クールな社長の甘く危険な独占愛
さつきの心臓が、どうしようもなく動き出す。
即席婚約者にあんな顔を見せて。
反応に困るのに……もう!
さつきはばくばくする胸をなだめながら、精一杯の笑顔を返した。
武則はそんな二人の様子を、注意深く見ている。
なんだか全部見通されているのではないか、そんな気にさせる視線だ。
平日の和茂の瞳を彷彿とさせる。
人を萎縮させる光。
武則と和茂は似ている。線の細い、女子的な美しさを持っていた。くっきりの二重に整った鼻梁、薄い唇。

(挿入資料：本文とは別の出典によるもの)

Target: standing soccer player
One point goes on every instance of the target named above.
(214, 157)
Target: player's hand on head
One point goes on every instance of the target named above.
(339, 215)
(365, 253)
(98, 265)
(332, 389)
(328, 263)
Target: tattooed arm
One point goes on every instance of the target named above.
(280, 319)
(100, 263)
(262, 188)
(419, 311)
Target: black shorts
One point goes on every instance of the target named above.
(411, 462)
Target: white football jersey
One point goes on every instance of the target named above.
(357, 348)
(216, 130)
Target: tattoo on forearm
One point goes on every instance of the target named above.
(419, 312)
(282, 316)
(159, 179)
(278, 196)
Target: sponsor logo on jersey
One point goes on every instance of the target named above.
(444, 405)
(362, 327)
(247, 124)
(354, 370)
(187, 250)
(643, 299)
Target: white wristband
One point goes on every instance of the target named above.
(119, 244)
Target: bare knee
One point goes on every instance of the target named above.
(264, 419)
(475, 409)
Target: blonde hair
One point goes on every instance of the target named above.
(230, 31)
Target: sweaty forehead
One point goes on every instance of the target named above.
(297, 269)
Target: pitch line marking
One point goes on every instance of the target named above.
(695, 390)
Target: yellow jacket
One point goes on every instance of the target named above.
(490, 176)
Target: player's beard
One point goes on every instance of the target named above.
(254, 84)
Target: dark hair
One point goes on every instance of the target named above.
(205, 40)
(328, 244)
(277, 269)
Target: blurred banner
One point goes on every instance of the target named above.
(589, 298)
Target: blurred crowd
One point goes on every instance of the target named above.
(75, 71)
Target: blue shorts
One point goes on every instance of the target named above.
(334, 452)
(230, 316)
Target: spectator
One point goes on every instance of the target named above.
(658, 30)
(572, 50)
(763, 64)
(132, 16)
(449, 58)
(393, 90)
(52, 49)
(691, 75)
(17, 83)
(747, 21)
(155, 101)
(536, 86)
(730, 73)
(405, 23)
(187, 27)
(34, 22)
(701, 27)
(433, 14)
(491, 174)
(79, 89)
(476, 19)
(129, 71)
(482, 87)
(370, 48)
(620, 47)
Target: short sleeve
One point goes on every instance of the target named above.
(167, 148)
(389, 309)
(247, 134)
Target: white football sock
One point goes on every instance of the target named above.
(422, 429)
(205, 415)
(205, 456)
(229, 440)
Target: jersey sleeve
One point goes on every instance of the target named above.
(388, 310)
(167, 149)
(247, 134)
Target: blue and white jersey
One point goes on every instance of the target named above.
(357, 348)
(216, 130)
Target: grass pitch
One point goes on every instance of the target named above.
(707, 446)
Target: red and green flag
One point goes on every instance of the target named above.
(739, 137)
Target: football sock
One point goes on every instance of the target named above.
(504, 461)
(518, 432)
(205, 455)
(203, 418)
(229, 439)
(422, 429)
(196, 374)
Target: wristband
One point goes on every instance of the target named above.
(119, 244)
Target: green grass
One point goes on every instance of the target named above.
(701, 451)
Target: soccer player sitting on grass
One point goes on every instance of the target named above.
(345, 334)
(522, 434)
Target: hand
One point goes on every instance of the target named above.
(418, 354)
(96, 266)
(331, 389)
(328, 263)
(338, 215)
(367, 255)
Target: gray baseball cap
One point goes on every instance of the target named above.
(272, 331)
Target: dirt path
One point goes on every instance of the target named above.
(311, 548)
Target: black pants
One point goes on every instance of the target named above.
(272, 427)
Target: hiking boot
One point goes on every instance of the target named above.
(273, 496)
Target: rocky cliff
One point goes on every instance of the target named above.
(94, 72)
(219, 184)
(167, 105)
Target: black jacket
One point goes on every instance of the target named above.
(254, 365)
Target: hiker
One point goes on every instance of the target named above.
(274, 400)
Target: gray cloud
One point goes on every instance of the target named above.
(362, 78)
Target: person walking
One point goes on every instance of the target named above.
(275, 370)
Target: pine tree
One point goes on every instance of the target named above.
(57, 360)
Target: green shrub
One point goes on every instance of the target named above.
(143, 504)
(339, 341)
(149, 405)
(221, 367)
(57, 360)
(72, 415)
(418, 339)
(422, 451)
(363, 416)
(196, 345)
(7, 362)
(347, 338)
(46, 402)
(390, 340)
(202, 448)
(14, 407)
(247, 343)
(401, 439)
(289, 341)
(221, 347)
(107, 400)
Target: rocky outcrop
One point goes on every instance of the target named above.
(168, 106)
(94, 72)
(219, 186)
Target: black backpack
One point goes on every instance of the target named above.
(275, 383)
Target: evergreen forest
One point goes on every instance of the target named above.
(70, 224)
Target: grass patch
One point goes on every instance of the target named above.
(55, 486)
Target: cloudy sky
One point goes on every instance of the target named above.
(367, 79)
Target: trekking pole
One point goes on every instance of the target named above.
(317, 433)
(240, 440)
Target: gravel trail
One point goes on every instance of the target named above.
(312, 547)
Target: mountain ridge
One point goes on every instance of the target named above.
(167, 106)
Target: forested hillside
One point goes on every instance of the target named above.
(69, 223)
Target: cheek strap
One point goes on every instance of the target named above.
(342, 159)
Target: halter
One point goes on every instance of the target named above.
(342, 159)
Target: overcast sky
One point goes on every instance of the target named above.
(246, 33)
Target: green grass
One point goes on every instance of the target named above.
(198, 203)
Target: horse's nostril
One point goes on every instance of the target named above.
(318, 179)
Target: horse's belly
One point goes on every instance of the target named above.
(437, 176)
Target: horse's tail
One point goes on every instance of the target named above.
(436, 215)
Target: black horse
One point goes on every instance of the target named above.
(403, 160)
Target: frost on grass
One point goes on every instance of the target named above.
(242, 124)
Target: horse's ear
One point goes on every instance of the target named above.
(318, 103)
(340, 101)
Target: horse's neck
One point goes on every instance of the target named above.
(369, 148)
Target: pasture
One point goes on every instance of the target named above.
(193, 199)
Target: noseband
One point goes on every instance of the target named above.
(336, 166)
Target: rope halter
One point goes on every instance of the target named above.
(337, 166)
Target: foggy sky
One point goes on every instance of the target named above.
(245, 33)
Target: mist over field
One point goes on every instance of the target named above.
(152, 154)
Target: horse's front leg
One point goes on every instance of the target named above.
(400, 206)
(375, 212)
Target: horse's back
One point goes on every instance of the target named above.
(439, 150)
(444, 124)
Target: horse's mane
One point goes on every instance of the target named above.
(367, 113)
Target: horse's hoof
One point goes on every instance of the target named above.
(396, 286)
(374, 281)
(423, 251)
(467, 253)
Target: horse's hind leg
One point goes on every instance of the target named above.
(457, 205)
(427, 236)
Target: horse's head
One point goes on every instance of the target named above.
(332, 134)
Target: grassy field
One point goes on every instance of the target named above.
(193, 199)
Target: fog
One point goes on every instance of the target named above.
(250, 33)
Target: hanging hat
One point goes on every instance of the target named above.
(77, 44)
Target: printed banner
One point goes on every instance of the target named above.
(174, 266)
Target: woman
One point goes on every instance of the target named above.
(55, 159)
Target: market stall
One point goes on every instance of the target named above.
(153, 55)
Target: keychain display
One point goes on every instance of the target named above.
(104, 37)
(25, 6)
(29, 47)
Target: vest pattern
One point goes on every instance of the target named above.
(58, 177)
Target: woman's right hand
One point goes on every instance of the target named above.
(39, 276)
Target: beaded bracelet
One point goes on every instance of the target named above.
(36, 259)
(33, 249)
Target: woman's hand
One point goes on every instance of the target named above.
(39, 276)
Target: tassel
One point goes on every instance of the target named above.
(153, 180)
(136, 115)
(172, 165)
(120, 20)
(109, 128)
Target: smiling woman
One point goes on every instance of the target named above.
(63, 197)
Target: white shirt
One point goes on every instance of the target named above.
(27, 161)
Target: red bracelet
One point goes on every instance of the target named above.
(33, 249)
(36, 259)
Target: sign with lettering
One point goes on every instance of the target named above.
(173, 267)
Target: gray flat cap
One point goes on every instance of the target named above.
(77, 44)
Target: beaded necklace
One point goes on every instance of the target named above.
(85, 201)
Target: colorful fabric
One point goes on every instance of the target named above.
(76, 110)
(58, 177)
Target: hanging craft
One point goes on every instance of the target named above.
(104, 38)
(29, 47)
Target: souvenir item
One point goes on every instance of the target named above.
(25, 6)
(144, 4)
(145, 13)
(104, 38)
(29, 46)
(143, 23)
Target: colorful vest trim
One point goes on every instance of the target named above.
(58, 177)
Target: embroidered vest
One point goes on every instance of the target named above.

和茂と違うところは、瞳の大きさと、意思の強そうな眉だけ。
そして和茂同様、すこぶる頭の切れそうな印象だ。
食事会が静かに始まった。
左手のガラス戸からは、日本庭園が見える。
春の日差しに緑が映えて、本当に美しい。
次々と出される料理も、さつきの食べたことのないような、凝ったものばかり。
どうやって味付けされているのか、さっぱりわからないけれど、究極に美味しい。
こんな状況じゃなければ、もっと満喫できたのに。
さつきは、腹立たしさを押し込めて、ニコニコと笑い続けた。